The kindergartners in Courtney Niemeyer’s class at Eagle Cliffs Elementary started school on Wednesday with a box full of crayons, glue sticks, safety scissors and shiny new iPads.
Niemeyer, who had used two iPads with her first grade class year, saw the potential the little machines had to transform learning in the classroom.
“I just saw how engaging it was,” she said.
Like many Billings teachers, Niemeyer writes to the Education Foundation for Billings Public Schools every year for small grants made available to classroom educators by donors.
A grant last year paid for the two iPads she used with her first-graders, and when she wrote in this year, she requested grant money to do something similar.
She got a note back from Tom Wardell. A Billings native, he and his wife Susan live in Georgia but came up through SD2 schools and have donated money to the Education Foundation in the past.
In his note to Niemeyer, Wardell asked what she thought she could do if she had an iPad for every child in the classroom.
She told him the potential was limitless. He agreed and bought her classroom 20 iPads. And then she found out she’d be teaching kindergarten rather than first grade.
Tom asked her what she was going to do and she said she wanted to “prove to people kindergarten is where to start” with technology.

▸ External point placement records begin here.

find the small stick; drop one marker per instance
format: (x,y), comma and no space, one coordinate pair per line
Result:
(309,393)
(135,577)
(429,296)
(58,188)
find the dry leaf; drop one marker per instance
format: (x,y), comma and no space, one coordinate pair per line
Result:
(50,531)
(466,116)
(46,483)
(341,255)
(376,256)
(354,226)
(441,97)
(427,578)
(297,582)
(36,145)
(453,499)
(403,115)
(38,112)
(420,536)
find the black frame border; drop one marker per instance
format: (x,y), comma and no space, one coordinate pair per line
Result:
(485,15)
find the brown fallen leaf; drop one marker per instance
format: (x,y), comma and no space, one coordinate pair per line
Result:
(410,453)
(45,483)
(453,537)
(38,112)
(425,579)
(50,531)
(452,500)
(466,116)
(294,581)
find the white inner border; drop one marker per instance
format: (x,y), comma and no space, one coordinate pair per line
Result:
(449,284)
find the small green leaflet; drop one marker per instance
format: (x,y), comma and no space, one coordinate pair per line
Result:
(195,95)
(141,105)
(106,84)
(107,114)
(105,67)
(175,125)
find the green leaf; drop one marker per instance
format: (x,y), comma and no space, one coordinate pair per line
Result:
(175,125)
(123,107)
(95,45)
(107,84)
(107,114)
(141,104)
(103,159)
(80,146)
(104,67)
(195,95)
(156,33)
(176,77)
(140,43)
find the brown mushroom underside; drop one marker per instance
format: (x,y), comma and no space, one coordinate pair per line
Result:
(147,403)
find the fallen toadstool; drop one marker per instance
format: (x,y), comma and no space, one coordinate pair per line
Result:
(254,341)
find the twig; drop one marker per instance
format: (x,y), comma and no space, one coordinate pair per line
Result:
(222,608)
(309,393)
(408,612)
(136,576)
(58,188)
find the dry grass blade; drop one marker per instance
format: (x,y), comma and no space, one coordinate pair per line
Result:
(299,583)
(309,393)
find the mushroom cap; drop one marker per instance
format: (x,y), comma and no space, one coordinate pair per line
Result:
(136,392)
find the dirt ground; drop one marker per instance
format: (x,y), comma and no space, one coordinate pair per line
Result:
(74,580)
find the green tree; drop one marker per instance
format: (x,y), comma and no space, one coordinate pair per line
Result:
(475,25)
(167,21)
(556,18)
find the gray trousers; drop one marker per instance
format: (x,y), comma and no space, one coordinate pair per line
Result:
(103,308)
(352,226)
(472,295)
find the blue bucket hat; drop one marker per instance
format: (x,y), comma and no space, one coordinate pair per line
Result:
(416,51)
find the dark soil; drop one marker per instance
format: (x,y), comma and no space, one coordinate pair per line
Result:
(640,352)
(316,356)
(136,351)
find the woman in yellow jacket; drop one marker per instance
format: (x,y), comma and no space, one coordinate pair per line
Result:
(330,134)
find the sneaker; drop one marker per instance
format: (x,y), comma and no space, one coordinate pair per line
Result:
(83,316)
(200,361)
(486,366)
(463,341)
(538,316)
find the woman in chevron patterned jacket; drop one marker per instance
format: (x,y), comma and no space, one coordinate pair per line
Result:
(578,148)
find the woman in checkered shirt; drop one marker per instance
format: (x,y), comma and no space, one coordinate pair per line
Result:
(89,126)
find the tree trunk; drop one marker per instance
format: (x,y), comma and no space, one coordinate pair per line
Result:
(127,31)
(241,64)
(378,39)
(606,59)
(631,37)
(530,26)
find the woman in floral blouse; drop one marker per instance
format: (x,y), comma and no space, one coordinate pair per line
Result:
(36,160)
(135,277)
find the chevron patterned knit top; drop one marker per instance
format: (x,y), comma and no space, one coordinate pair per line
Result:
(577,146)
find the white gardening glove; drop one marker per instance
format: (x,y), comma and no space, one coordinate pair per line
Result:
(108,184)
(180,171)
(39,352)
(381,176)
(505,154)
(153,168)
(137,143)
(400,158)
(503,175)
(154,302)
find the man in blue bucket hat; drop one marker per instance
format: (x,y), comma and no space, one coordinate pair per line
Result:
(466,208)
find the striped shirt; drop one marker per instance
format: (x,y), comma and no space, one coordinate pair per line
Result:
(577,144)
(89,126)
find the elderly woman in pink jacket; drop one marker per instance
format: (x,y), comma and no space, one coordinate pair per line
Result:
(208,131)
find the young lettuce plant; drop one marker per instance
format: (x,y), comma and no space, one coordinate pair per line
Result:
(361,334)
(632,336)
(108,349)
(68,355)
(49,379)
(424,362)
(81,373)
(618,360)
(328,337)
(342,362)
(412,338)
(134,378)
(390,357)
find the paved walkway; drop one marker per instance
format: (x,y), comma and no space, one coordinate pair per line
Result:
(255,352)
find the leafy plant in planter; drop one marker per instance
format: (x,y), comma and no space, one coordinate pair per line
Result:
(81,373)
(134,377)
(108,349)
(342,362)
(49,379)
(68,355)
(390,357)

The iPads allow her students to learn shapes, colors, numbers, letters, spelling and reading, all at their own pace. The programs encourage the students to push themselves, and the iPads make a digital recording of their work so Niemeyer can see her students’ progress and where they need help.
And the students love it.
“I got to find all the shapes,” said kindergartner Olivia Mitchell.
“We do shapes and numbers and letters,” said classmate Addie Klein.
“It has really fun shapes and stuff,” Olivia added. “It also has really fun bingos.”
Niemeyer’s hope is that by the end of the school year, the iPads will have helped her students develop innovative thinking skills and learn creative problem solving.
And she hopes the Wardells at some point can visit her classroom.
Tom Wardell “did all of it,” she said. “Amazingly generous.”